Sin embargo, olvida el partido en el gobierno el empobrecimiento democrático a que ha conducido su estilo, su modo de ejercer el poder. Es cierto, hay que reconocer, que el presidente ha tenido la actitud encomiable de autolimitar su mandato. Pero ello no es suficiente para que los apegos y adherencias dañinas del poder queden conjuradas, si no va acompañada de otras medidas democratizadoras, como, por ejemplo, la elección del candidato para suceder al presidente por una vía participativa, que no por la mera designación a dedo.

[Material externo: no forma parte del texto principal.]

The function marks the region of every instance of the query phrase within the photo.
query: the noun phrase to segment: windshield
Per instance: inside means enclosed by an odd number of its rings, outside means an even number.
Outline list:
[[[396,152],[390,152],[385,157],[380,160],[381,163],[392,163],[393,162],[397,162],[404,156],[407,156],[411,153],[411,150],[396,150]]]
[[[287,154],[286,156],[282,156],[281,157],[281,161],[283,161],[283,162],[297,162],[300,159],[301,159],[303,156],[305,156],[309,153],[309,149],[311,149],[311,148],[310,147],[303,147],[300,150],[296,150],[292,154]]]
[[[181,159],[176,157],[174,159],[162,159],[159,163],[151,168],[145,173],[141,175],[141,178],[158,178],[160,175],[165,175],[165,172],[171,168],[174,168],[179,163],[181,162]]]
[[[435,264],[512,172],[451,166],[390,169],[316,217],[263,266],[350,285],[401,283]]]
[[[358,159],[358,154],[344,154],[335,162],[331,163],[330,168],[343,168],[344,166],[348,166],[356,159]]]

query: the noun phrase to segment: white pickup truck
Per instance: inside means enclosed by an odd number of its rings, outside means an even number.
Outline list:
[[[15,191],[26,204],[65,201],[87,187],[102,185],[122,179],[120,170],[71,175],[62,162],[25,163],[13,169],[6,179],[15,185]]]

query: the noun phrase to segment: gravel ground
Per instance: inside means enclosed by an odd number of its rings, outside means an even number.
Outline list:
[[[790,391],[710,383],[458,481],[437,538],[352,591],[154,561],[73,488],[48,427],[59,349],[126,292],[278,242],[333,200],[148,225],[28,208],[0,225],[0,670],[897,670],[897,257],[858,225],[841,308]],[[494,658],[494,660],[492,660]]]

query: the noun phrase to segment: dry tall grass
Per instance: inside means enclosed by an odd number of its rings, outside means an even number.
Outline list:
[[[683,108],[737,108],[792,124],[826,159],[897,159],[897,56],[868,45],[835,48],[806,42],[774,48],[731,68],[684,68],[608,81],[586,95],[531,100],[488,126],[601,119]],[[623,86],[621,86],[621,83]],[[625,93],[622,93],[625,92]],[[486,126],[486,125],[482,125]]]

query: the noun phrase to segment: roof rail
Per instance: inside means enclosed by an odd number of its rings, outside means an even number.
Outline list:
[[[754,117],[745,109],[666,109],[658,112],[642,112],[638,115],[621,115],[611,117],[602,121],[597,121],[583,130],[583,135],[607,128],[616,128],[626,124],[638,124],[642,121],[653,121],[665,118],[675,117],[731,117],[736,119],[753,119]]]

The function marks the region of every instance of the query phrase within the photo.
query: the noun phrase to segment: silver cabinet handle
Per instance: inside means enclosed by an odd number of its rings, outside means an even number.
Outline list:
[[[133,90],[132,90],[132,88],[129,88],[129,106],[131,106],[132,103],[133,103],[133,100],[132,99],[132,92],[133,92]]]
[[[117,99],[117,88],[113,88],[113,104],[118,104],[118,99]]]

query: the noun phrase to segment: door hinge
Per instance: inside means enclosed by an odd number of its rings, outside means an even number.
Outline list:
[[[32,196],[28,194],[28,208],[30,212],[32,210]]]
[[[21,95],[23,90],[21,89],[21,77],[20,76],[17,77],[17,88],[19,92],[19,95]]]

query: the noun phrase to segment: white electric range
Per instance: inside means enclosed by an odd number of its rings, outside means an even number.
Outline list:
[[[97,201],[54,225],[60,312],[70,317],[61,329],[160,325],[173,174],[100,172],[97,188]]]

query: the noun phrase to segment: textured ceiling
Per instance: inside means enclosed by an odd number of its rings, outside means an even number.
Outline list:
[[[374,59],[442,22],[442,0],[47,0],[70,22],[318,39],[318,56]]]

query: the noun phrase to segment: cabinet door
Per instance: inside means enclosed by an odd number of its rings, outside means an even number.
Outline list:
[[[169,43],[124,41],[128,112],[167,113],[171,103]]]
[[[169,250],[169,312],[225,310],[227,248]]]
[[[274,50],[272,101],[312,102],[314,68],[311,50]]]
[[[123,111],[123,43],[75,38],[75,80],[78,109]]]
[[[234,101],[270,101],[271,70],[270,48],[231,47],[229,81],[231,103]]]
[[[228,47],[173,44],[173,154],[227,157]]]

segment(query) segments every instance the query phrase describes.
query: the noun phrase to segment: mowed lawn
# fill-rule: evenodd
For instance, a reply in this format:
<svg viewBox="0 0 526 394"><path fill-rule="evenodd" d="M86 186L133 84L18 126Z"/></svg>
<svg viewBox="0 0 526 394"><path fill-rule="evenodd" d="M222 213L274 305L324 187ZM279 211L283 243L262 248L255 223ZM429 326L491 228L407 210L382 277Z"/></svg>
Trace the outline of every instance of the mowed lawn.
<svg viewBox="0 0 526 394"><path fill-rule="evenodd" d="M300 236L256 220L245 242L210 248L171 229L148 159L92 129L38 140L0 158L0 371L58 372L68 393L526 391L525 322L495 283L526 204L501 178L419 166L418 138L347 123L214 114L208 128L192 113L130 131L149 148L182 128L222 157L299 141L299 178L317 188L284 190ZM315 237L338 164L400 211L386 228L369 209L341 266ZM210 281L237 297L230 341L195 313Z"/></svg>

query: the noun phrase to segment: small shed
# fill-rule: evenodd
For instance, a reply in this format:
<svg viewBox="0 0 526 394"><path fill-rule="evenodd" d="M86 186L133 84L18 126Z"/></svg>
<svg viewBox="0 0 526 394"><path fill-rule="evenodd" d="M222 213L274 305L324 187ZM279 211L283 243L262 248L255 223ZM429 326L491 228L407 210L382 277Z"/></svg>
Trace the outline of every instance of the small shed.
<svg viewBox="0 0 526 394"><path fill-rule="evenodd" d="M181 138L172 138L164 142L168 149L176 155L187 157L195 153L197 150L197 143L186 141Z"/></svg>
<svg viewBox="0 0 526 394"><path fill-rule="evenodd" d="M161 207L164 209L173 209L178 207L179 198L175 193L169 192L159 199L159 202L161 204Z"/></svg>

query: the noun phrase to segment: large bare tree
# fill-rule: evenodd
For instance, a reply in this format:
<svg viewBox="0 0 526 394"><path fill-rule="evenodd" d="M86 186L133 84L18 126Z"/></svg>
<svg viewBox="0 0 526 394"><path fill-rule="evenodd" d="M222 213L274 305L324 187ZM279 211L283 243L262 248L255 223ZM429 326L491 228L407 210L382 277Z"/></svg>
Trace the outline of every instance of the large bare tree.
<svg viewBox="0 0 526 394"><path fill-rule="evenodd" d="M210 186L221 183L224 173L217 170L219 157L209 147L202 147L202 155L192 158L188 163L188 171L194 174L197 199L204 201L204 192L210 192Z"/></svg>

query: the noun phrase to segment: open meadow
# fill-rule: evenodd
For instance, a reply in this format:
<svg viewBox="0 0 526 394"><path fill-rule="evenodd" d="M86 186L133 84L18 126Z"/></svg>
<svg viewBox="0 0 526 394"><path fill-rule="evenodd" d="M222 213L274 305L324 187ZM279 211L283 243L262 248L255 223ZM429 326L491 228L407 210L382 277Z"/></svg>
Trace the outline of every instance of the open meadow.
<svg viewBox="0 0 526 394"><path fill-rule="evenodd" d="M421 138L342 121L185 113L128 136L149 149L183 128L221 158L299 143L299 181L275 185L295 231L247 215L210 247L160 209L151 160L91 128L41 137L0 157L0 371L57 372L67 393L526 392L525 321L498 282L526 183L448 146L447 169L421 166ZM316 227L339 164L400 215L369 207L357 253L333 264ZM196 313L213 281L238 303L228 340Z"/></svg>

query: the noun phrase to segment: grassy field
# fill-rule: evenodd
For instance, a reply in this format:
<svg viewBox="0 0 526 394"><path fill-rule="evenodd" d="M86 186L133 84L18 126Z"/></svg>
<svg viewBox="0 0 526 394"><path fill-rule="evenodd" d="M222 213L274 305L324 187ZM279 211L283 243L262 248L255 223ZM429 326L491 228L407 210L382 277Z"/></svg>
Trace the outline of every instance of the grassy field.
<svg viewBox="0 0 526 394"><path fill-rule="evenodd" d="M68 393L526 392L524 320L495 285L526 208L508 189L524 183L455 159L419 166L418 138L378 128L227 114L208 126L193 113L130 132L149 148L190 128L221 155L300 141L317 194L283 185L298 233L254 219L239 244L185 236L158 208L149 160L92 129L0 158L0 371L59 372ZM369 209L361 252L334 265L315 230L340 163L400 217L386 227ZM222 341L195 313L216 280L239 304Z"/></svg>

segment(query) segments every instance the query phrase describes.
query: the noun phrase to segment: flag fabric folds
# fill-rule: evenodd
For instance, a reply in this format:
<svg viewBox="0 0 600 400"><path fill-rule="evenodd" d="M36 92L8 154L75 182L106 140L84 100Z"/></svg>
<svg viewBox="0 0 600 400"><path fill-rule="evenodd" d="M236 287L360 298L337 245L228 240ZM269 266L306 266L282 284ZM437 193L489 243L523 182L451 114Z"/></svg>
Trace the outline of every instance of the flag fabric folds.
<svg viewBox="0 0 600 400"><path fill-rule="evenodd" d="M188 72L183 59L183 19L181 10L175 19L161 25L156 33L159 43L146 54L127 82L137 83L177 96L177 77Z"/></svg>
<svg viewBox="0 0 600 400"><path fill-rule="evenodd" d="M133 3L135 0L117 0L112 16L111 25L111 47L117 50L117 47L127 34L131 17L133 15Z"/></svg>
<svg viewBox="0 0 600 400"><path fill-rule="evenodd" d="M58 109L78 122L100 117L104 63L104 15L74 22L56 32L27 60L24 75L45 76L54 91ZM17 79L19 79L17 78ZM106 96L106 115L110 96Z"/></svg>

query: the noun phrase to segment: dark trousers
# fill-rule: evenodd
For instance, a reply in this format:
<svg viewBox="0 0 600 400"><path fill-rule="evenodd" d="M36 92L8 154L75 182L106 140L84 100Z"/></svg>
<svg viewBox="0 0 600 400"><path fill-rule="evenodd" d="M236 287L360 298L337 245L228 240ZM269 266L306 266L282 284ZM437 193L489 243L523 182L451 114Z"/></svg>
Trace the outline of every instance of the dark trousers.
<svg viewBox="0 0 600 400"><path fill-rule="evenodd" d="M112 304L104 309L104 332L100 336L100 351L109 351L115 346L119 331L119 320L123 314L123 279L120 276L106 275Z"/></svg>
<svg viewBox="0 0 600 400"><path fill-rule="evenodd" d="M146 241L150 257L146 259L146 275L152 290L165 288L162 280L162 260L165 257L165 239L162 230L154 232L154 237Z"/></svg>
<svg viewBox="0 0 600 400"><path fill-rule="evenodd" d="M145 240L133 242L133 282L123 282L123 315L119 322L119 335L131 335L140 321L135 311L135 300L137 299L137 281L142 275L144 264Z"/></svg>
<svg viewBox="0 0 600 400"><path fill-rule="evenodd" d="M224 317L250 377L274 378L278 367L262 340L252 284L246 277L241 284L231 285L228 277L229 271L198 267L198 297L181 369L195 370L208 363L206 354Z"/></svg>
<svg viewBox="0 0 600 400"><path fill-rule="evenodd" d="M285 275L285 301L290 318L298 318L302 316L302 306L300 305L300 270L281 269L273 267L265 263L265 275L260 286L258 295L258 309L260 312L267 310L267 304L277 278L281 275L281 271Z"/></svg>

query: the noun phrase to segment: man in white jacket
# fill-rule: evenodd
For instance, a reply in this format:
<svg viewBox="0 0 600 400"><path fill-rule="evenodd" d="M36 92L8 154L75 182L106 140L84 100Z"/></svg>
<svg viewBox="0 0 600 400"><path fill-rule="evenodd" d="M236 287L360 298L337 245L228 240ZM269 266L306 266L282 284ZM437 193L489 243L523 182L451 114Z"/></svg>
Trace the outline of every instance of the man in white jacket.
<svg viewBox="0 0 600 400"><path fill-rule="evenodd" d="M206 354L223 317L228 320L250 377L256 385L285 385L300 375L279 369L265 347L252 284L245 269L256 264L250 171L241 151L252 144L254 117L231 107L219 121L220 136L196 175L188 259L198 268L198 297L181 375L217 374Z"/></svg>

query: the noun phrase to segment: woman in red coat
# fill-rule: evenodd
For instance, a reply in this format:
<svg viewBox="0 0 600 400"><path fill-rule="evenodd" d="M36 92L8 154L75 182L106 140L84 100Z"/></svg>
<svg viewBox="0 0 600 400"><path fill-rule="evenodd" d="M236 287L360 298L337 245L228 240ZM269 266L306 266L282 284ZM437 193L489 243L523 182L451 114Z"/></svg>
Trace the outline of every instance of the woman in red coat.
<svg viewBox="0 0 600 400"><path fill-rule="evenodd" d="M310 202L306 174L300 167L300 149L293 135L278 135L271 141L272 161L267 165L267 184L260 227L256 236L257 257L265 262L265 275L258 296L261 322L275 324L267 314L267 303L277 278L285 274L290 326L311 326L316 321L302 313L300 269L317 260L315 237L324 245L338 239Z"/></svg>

El partido actualmente en el poder se ha olvidado de vitalizar y engrasar las instituciones controladoras que contribuyen al equilibrio necesario para un buen funcionamiento democrático. Se ha enseñoreado sobre las empresas básicas del país, que después de privatizar sigue manejando políticamente con personas interpuestas. Sigue sin devolver al Consejo del Poder Judicial su independencia verdadera. Sigue controlando de un modo escandaloso la televisión pública, que se ha convertido en un tapón que impide acercarse a la esencia de los problemas del país, no porque utilice su potencial en propaganda directa, sino por la vía más sibilina de no ofrecer el contraste o el debate necesario para alumbrar la situación.

Sigue derrotando hacia un economicismo ultra liberal como criterio determinante de todas sus decisiones. Sin caer en la cuenta de que la economía necesita de una serie de complementos éticos, que la ley del mercado tiene sus límites, y que la política, que es el modo de conseguir la mayor paz social posible, necesita que las instituciones democráticas, todas, estén engrasadas.

Resulta, pues, necesario esforzarse para conseguir que se produzca el equilibrio que impida al gobierno tomar decisiones sin más control que el que puedan ofrecer los periódicos, en los que reside finalmente el verdadero contrapeso equilibrador de la democracia.

En estas últimas elecciones se ha visto que la inercia del poder es muy alta todavía, y que la oposición no ha conseguido ni la renovación ni la regeneración suficientes para calar en la confianza de los ciudadanos.

Es conveniente encontrar un nuevo equilibrio democrático, para lo cual es preciso que el partido socialista logre renovarse de verdad, en doble aspecto. En el de las personas, consiguiendo la colaboración y el entusiasmo de nuevos miembros, que contribuyan a hacer un equipo solvente y creíble. Y en el de las ideas, que les permita ofrecer un programa que conservando las grandes aportaciones de solidaridad y comunidad, pueda conjugarlas con las exigencias de la economía propia de un país desarrollado, que demanda un dinamismo que el crecimiento desmesurado del sector público no puede aportar.

El partido socialista necesita personas que sepan transmitir ideas, avaladas por la conducta, que sirvan para corregir las distorsiones e injusticias que desde una concepción puramente economicista se producen; respetando al máximo la iniciativa privada que, junto con la libertad del individuo, constituye verdadero motor del progreso. Sin caer en la tentación de un falso progresismo que le haga olvidar principios básicos, como el de responsabilidad, autolimitación y prudencia.

Difícil conjugación que supone un reto no sólo para el futuro del socialismo, sino también para la misma democracia.

Victorio Magariños Blanco es notario de Sevilla y académico de la Real Academia de Legislación y Jurisprudencia de Sevilla.